Wallace and Gromit has always worn its filmic influences on its clay-splattered sleeve. Its last feature film, Curse of the Were-Rabbit, spoofed Hammer Horror, while The Wrong Trousers was a picture-perfect pastiche of Hitchcockian thrillers.
It's to the Hitchcock well where co-directors Nick Park and Merlin Crossingham return for upcoming movie Wallace and Gromit: Vengeance Most Fowl – as part of a long-standing creative process for Aardman that arrives at the beginning of any production.

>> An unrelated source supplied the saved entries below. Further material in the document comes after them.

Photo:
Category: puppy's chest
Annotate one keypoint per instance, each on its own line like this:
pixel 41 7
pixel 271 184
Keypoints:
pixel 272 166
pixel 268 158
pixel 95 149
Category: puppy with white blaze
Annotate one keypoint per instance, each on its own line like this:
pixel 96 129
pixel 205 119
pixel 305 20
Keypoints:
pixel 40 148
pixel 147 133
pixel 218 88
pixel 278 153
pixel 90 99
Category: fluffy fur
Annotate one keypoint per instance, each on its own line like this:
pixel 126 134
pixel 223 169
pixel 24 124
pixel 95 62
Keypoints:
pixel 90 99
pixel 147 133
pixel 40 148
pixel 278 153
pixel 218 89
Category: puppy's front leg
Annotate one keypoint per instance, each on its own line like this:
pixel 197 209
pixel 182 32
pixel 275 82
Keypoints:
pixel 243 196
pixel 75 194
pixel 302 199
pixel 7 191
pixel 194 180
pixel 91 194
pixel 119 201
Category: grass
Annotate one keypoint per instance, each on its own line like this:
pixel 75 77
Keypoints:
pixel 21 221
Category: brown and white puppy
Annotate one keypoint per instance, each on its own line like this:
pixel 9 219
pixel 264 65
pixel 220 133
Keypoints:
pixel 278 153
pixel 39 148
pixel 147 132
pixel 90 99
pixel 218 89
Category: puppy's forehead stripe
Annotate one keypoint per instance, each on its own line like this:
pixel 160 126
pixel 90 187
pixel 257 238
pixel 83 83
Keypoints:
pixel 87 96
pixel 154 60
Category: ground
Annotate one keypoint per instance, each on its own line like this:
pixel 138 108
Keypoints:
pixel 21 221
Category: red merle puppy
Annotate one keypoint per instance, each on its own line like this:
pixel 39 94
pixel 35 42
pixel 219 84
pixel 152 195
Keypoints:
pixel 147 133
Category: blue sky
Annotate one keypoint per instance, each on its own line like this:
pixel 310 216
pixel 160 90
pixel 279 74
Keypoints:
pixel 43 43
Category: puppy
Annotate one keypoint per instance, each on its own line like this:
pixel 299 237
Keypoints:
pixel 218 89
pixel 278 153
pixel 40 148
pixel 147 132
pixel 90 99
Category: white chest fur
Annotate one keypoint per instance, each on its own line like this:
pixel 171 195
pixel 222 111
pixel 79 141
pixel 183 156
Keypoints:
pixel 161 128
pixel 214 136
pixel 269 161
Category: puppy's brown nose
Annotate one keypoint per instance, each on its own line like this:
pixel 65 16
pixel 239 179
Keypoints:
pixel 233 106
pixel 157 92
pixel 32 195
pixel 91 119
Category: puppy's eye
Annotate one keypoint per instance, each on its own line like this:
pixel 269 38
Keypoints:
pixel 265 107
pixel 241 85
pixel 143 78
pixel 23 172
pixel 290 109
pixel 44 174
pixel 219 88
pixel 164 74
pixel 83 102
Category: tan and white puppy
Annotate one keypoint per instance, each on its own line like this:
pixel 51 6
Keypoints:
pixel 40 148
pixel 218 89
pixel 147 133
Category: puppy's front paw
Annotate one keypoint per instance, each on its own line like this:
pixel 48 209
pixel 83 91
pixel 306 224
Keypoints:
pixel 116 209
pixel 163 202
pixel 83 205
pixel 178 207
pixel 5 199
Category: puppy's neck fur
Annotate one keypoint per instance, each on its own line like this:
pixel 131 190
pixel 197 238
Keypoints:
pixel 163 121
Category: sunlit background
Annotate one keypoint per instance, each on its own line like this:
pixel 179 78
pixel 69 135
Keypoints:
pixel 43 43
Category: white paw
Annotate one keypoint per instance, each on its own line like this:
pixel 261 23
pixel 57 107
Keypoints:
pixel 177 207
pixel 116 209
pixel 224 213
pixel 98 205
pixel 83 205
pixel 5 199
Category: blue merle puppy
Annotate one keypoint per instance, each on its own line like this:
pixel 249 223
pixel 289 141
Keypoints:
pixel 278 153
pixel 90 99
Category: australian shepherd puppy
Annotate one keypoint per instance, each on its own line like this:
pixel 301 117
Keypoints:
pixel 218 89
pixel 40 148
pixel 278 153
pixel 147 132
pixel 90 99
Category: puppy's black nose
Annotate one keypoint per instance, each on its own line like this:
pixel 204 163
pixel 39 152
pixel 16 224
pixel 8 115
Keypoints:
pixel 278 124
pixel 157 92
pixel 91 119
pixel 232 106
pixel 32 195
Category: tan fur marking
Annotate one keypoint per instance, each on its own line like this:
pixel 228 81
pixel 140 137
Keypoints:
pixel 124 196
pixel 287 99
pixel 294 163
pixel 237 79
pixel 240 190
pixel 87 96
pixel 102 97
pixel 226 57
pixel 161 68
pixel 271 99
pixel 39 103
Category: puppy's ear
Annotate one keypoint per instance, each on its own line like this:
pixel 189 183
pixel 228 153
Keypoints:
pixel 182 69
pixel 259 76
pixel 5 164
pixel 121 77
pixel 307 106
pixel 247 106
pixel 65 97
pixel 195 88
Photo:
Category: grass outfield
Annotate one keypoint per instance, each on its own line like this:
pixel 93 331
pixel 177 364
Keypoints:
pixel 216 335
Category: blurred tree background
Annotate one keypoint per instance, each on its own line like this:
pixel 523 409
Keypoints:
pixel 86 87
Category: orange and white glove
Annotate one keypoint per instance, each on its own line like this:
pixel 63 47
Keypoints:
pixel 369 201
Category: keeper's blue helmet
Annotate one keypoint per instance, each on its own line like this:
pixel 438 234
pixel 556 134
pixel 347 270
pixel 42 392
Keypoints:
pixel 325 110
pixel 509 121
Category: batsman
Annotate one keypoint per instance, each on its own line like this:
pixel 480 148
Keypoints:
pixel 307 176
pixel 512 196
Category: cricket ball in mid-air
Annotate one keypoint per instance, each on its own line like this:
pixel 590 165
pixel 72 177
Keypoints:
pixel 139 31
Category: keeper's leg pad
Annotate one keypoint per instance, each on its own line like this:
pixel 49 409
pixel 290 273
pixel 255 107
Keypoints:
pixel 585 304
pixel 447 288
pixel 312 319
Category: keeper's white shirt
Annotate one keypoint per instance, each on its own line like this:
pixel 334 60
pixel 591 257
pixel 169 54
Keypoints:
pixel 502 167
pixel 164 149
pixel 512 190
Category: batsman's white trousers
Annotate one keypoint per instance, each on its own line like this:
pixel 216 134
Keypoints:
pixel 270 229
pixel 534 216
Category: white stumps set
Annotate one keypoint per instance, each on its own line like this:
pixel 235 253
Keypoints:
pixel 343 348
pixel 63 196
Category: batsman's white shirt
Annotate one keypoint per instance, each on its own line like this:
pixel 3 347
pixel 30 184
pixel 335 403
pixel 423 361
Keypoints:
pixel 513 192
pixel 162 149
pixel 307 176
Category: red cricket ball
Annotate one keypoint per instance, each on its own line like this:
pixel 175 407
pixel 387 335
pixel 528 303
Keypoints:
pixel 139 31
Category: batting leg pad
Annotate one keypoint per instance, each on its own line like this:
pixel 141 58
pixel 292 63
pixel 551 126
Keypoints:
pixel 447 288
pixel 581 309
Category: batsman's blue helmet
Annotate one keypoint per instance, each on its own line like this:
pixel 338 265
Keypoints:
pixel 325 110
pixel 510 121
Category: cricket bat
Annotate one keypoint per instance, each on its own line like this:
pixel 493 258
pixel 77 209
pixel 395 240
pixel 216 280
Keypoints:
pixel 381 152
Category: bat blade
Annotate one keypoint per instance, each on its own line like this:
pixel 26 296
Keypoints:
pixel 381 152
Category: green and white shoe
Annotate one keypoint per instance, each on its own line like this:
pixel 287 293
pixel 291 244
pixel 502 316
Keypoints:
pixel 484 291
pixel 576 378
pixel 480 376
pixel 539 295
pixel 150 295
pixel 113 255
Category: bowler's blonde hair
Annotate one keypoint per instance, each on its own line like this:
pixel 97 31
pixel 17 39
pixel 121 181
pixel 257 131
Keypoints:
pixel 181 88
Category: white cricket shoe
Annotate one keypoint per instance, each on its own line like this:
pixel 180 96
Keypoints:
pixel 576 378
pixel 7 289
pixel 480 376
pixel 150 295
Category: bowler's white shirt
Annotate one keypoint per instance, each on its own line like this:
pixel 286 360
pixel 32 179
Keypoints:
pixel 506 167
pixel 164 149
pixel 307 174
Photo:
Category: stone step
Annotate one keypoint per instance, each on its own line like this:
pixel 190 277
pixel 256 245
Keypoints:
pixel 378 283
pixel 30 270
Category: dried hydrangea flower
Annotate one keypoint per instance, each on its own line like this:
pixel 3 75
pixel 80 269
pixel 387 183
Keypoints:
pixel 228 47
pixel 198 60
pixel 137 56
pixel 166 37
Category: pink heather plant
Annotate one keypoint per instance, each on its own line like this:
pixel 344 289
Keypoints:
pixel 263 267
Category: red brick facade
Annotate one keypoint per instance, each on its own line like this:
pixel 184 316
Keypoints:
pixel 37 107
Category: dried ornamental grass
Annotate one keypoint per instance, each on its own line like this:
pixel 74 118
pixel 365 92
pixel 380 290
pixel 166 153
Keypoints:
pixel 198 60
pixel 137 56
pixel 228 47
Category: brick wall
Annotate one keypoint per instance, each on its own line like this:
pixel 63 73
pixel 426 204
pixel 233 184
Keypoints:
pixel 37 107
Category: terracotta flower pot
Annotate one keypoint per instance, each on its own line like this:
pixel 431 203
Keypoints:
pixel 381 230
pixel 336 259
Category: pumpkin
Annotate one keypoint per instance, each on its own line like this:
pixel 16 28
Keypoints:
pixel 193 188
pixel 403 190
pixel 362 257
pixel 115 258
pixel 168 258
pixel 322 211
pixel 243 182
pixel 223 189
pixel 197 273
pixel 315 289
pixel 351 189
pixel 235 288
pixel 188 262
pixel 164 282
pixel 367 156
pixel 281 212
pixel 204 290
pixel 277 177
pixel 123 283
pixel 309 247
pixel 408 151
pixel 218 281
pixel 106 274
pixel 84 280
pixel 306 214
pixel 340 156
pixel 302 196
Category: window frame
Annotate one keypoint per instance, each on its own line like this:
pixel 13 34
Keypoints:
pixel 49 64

"We always start with that, don't we? We always talk about movies," Park begins in an interview with GamesRadar+, with Crossingham dubbing their new feature's overall stylistic approach as a "film noir" one.
Park chimes in with his own suggestion of "gnome noir", a nod to Wallace's new smart gnome invention in Vengeance Most Fowl. After the directors ran through their key foundational texts for Vengeance Most Fowl, it's clear that it's an apt description.
"Rebecca was a good one," Park says in reference to Hitchcock's 1940 Laurence Olivier-starring romance thriller. "Often the way Feathers [McGraw] poses or comes in and out of the light" was a pointed nod towards the way Rebecca's Mrs. Danvers (Judith Anderson) "moves around like a mannequin and [says] very little" according to the Wallace and Gromit creator.
Park and Crossingham also namechecked a surprising cross-section of works that influenced Vengeance Most Fowl, including 1951 adventure The African Queen, 1960's Village of the Damned, and Cape Fear.
You only have to see the film's synopsis to see those fingerprints all over the film, if not its iconic clay figures.
It reads, "When it emerges that a vengeful figure from the past might be masterminding things, it falls to Gromit to battle sinister forces."
Wallace & Gromit: Vengeance Most Fowl will premiere on BBC One and BBC iPlayer on Christmas Day at 6:10pm and on Netflix in other regions on January 3, 2025.